12/17/23

PC Flashback - Kazakhstan - My Host Mom Tries to Kill Me - August 1997

Miscellaneous notes/cultural tidbits as I wrapped up PST in Kazakhstan:

They actually sell lottery tickets here. I thought it'd be a hoot if I hit a jackpot here! I wanted to buy one when we were at the post office on a field trip, but the woman behind the counter said SHE couldn't sell me one because SHE is not the lottery person. When I just asked how much they cost, she still couldn't help me because SHE is not the lottery person. It was very Soviet. Had a similar experience at the post office on another day when a woman couldn't help us because she wasn't sitting in the right CHAIR. I mean, whatever.

Another “fun" culture tidbit: since they don't really have grocery stores here, you go to bazaars and meat markets for food. There's a big bazaar/meat market in Almaty (the capital) that's just amazing. It's really clean and doesn’t smell at all, but the quick way to identify the major meat sections are by the heads of the animals, So yeah, they'll have big horse heads hanging over the relevant meat section. Sometimes the skin is still on said heads, sometimes not. It's amazing how big a horse's head looks when separated from its body! Same thing with sheep's heads. No cow heads, though. But pig heads. But it's amazing – it doesn't smell in there.

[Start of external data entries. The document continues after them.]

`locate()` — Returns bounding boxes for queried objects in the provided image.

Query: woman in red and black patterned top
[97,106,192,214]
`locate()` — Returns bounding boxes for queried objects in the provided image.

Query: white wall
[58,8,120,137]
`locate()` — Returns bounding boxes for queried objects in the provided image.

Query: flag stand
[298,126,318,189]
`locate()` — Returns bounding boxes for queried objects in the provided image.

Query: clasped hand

My host mom was upset to hear I’d be going so far away; she was hoping I’d get the TEFL spot here (ugh!). She’s already cried once, so I can imagine what Saturday will be like. Sigh. She’s really nice – all my friends are jealous. Unfortunately, to punish me for leaving, she fed me some poisoned meat the other day and I was REALLY sick for a couple of days. But seriously, I don’t know HOW I got sick, but it was most likely from some meat one day. Anyway, it was definitely my lowest point since I’ve been here, as I was spewing from both ends and I basically wanted to die. My host mom felt bad and was crying outside the bathroom door while I was spewing, and she kept saying, "Don't tell Peace Corps! Don't tell Peace Corps!"  But of course I had to coz I missed the counterpart conference and the PCMO had to come and give me some stuff and I am finally feeling better today. Just in time for that 30+ hour train ride to Leninogorsk. Bleh.

After my sickness, I’m now terrified of the meat here, which is bad news coz I’ve discovered the secret of Russian cuisine: meat & onions and some kind of dough, then fried or baked or boiled. Oh, and potatoes and cabbage and beets. And dill. They WORSHIP dill and put it on everything – they even use it in their flower arrangements! I would kill for some Mexican food – or Chinese/Hunan, or Italian, or BBQ. 

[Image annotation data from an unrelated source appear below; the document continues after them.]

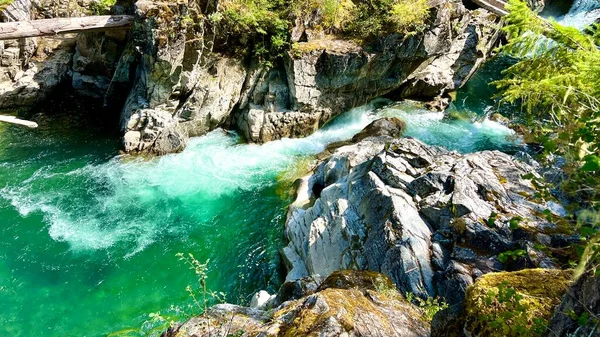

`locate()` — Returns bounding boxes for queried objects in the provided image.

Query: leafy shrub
[390,0,429,33]
[89,0,117,15]
[496,0,600,208]
[406,293,448,322]
[217,0,290,61]
[347,0,430,39]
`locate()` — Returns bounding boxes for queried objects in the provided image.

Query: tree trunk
[0,15,134,40]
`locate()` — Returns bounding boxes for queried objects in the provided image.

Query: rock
[283,135,556,306]
[163,271,429,337]
[352,117,406,142]
[397,3,499,98]
[464,269,572,337]
[0,50,73,109]
[250,290,276,309]
[117,0,498,153]
[118,1,247,154]
[548,261,600,336]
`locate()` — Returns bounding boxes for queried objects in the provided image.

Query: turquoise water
[0,90,515,337]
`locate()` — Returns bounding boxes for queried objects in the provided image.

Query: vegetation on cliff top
[209,0,429,60]
[496,0,600,284]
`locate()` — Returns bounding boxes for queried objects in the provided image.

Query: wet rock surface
[163,271,429,337]
[283,121,562,306]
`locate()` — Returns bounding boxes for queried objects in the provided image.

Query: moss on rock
[465,269,573,337]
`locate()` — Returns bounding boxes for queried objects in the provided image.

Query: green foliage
[291,0,356,33]
[211,0,430,64]
[465,269,572,337]
[0,0,15,10]
[89,0,117,15]
[495,0,600,207]
[346,0,430,39]
[406,293,448,322]
[217,0,290,61]
[177,253,225,314]
[390,0,429,33]
[498,249,527,263]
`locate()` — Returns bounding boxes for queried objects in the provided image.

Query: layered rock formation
[163,272,429,337]
[284,119,568,306]
[0,0,499,154]
[121,1,498,154]
[0,0,132,110]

We ended up losing 3 folks during training – not too bad, as per the usual averages, we should have lost 5.2. Paul (the older guy) I told you about. Naomi & David Hall left within a couple days of each other. Naomi just wasn’t coping well at all, and I figured she’d bail. David was pressured to “resign.” He has some serious "issues" and was basically sleeping his way through Kapchagai – and with a wife back in the states! When he tired of the local girls (including his host sister!), and started hitting on fellow PCTs, that was pretty much it. The guy was a slimeball, so no big loss.

Your small world story about the prisoner was interesting coz just last week I had another one. I got a letter from my friend Jill in San Francisco and she was telling me that her sister mentioned she works with a woman who has a son in the Peace Corps and guess where he is? Kazakhstan, with the Kaz 4 group! She sent me his address and name and I had just met him the month before coz he came to Kapchagai w/some other current PCVs to give a talk on daily life here! Also, it turns out he’s in a city close to where I ended up being placed! Isn’t that wild? So yes, indeed, it is a small, small world we live in.

Disclaimer: Any thoughts, observations, opinions, etc. are of course mine and not necessarily the views of Peace Corps.